A propos de Gravity

On me promettait la Lune. J'avais aimé Les fils de l'homme d'Alfonso Cuaron, film de SF antifasciste un poil brouillon, mais fourmillant de bonnes idées et gros d'une mise en scène à tomber par terre - ça vaut le détour pour ceux qui sont passés à côté. Dimanche soir, je cours jusqu'au cinoche pour me manger Gravity à pleine bouche, sautillant d'aise comme un Dupont dans l'épisode lunaire de Tintin. Et puis...

Pas de cinéma.

Bah merde alors. C'est joli comme un feu de cheminée à mettre dans sa télé, c'est d'une indéniable virtuosité technique, mais... ce n'est pas du cinéma. J'ai une carte, donc ça ne m'a pas coûté grand chose, 1 € pour les lunettes. Mais ceux qui me précédaient dans la file d'attente ont déboursé une bonne quinzaine d'euros. ça aurait du m'alerter, me signaler que ce qui se vendait là n'était pas du cinéma.

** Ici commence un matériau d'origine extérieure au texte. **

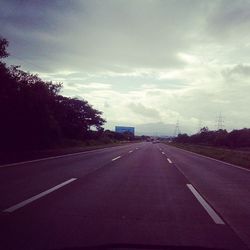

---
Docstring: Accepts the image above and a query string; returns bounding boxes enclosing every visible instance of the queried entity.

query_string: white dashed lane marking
[3,178,76,213]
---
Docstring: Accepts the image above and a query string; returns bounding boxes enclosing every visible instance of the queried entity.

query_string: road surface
[0,142,250,250]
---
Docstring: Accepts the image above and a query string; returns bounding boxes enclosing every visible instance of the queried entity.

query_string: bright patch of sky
[0,0,250,135]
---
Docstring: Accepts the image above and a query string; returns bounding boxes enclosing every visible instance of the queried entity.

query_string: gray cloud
[0,0,250,134]
[128,103,160,119]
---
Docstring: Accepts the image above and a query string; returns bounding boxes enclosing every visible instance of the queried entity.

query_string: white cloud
[0,0,250,133]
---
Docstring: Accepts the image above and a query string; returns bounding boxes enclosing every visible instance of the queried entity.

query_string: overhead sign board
[115,126,135,135]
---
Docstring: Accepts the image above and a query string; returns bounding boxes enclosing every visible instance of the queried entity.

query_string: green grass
[169,143,250,169]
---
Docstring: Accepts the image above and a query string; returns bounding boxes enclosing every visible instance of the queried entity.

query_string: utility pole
[173,120,181,137]
[216,112,224,130]
[197,119,202,133]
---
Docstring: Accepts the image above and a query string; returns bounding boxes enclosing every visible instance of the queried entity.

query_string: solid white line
[3,178,76,213]
[111,156,121,161]
[0,145,140,168]
[187,184,225,225]
[0,147,112,168]
[171,146,250,172]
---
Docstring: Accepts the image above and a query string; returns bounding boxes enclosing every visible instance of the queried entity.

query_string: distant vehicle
[152,140,160,143]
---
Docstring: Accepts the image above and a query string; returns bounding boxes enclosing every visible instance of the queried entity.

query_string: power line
[173,120,181,137]
[216,112,224,130]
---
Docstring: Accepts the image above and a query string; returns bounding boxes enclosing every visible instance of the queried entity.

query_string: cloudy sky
[0,0,250,135]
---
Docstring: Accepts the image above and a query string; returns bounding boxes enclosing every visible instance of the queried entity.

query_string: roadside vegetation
[0,37,146,163]
[171,128,250,169]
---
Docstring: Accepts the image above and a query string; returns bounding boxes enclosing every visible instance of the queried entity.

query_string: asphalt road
[0,142,250,250]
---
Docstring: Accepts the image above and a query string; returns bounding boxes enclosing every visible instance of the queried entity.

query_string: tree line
[174,127,250,148]
[0,37,137,151]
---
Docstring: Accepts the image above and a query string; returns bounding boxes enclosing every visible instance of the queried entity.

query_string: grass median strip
[3,178,76,213]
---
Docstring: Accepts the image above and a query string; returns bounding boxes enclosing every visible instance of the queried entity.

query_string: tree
[0,37,9,58]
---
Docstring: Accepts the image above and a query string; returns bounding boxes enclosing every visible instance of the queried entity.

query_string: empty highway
[0,142,250,250]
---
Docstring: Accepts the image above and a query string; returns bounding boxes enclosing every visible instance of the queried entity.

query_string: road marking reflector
[112,156,121,161]
[168,158,173,164]
[3,178,77,213]
[187,184,225,225]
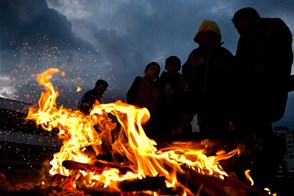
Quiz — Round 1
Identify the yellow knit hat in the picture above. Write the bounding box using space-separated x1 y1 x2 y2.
194 20 222 43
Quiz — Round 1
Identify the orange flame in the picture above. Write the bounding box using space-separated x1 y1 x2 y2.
26 68 238 194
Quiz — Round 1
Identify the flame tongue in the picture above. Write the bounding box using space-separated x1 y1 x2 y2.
27 68 236 192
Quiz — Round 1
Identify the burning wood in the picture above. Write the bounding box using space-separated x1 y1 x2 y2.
62 160 133 174
19 69 276 196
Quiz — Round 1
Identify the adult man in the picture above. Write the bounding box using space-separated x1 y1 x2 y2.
78 79 108 115
233 7 293 188
182 20 233 137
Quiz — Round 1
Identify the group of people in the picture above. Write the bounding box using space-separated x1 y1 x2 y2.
78 7 293 188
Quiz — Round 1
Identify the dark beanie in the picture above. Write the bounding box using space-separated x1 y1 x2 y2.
233 7 260 22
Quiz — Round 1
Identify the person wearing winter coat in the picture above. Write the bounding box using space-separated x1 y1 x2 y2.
126 62 160 138
182 20 234 137
232 7 293 186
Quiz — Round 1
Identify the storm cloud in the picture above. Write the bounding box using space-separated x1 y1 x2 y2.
0 0 294 127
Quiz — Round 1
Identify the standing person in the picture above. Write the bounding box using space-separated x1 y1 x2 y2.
182 20 233 137
78 79 108 115
127 62 160 137
157 56 192 138
232 7 293 186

Je déteste la 3D, je la fuis comme la peste. Une exception, une seule : le film de super héros de Gondry... Moi, j'aime le plan. Pour moi, le cinéma, c'est le plan. La 3D, c'est le théatre et quitte à aller au théâtre - c'est un peu comme le football le théâtre, c'est formidable une fois sur 10 -  autant aller au... théâtre. Je déteste la 3D, donc je cours voir Gravity parce que je ne demande qu'à être convaincu du contraire...

Donc. 90 minutes - pas une de plus - de Sandra Bullock au prise avec l'expérience éprouvante de la survie en apesanteur. Sandra Bullock ? Un poil tétanisée par la performance annoncée. Elle court après l'Oscar, elle le sait. Et ça se voit. Clooney super. Clooney, c'est des petits morceaux de cinéma que l'on a laissé traîner dans quelque chose qui relève d'abord et avant tout de l'attraction forraine. Et maintenant Mesdames et Messieurs, voici Gravity, bienvenue au Futuroscope. C'est pas riant-riant Poitiers un dimanche soir de pluie.

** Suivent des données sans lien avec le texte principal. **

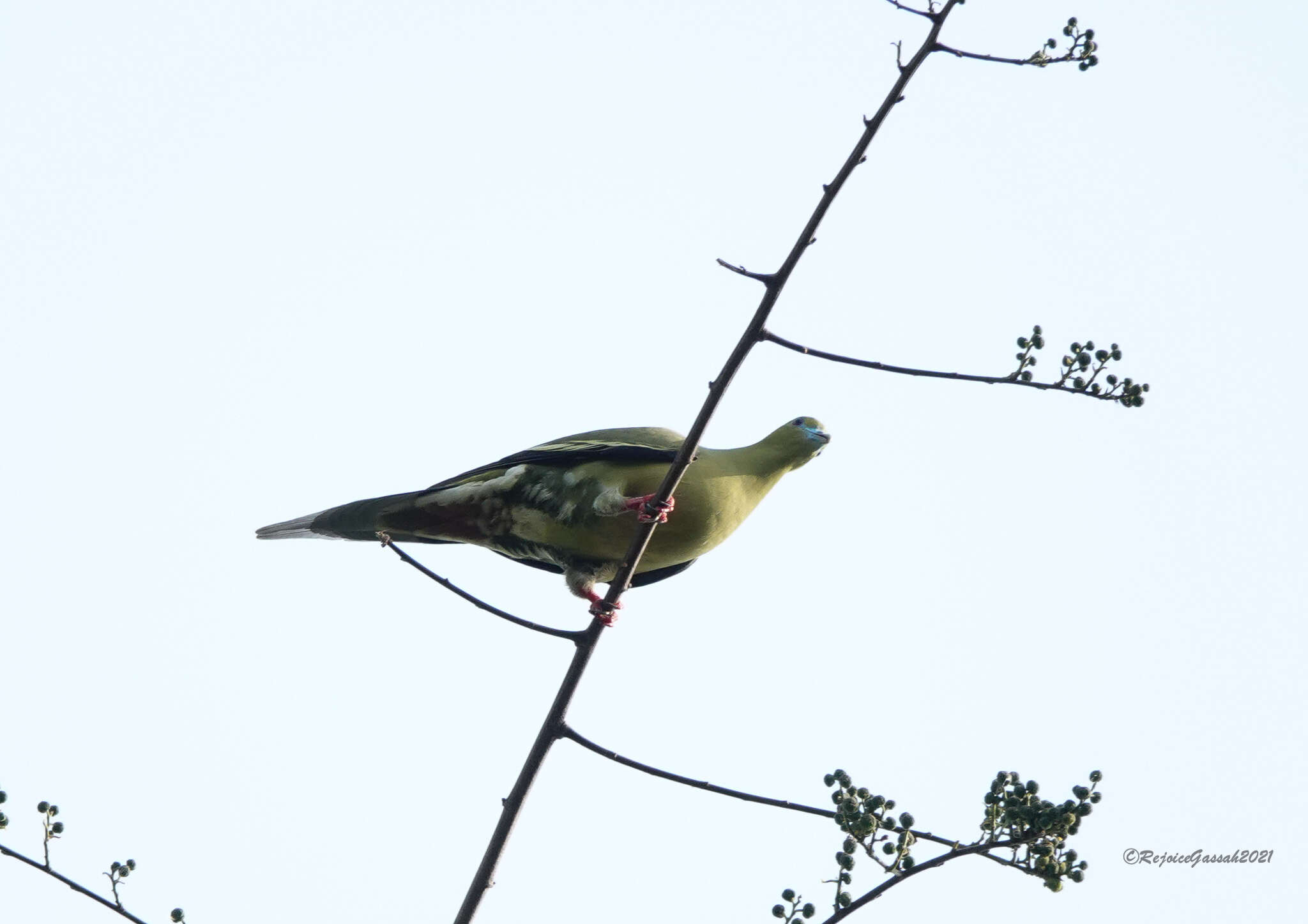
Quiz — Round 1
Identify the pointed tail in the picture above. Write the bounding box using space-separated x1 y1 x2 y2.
254 492 430 541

Avec Gravity, on est dans le registre de la sensation, pas dans celui de l'émotion. C'est de la simulation, pas du cinéma. Degré zéro de la dramaturgie. Pas une seule idée de cinéma. Si une, pas de son dans l'espace. Bien vu. Pour moi, c'est la seule belle scène du film, la destruction silencieuse de l'ISS par une nuée de boulons. Sinon, tout ce qui relève du cinéma est raté. Sandra Bullock a perdu sa petite fille, morte dans un accident stupide. Qui s'en fout ? Flippée à mort et seule au monde, Sandra blablatte avec les chiens et la CB d'un inuit. Consternant. Mal écrit, mal joué.

Le temps d'une séquence, le cinéma, c'est à dire Clooney, est de retour (attention spoiler - il était censé être mort, vu que dans TOUS les films récents qui se passe dans l'espace, il y a nécéssairement un héros au grand coeur qui fait don de sa vie au bénéfice de ses compagnons d'infortune. De même, tous, sans exception, sont des films catastrophes - c'est d'un chiant, l'impression de voir encore et toujours le même putain de film...).

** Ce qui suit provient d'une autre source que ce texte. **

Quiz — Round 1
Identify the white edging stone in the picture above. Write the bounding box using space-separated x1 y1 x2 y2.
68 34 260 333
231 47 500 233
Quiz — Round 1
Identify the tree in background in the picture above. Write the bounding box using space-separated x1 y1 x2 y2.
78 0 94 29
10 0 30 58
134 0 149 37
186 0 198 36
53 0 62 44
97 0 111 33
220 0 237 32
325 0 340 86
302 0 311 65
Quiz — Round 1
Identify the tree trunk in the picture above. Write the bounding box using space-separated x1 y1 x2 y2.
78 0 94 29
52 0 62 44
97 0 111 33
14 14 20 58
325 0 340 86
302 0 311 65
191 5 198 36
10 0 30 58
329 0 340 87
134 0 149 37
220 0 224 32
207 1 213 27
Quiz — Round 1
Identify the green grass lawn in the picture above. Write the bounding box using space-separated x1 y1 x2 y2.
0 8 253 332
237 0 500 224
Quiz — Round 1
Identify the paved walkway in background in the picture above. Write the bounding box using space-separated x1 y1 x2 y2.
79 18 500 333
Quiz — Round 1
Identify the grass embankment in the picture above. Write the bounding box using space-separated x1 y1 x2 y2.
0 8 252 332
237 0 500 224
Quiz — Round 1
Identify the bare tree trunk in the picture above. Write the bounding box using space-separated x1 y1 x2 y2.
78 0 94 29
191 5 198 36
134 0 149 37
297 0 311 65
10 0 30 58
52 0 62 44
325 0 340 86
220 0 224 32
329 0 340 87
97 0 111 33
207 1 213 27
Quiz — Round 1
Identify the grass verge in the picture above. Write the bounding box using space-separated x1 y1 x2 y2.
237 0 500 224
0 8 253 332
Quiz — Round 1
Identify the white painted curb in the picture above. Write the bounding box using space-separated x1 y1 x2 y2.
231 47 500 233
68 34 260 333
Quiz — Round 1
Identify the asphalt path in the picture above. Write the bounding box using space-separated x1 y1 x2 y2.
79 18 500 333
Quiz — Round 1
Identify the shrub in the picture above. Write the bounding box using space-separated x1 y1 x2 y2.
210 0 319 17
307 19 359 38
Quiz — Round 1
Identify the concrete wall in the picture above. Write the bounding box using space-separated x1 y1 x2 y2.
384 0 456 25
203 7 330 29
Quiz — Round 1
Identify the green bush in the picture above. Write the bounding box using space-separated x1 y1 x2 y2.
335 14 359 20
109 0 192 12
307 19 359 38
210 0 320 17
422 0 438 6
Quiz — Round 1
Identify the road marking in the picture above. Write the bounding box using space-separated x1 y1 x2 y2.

Donc, Clooney est de retour. Ouah génial, il n'est pas mort ! ça c'est une idée vraiment splendide, et drôle. Et puis en fait non. Court-métrage, première année de cinéma : en fait, c'est Sandra qui rêve. Et voilà, c'est fini. Plus de cinéma. Il n'y a plus qu'à attendre, en regardant sa montre, que Sandra retrouve le plancher des vaches puisqu'à l'évidence tout nous y amène et en ligne bien droite. L'avantage, par rapport à Space Mountain, c'est qu'on n'a pas la gerbe en sortant du cinoche. C'est toujours ça de pris. Pour le reste, vu et... déjà oublié.

Apollo 13, du besogneux Ron Howard, est toujours le seul film honorable sur l'espace et la conquête spatiale (désolé, je ne suis pas très amateur de 2001 et de ses boursouflures métaphysiques... Space Cowboy est une merde, une merde sympathique, mais une merde tout de même. Le De Palma est extraordinairement raté, de même que le film de Danny Boyle qui partait d'une bonne idée et s'écrase durement dans les poncifs. A quand une adaptation des livres de Robinson qui nous libèrerait de la manie merdeuse du film catastrophe...).

Concluons. Allez donc voir Gravity, c'est intéressant, à défaut d'être passionnant. C'est très précisément ce à quoi conduit la généralisation de la 3D. Plus de cinéma. De la simulationgraphie.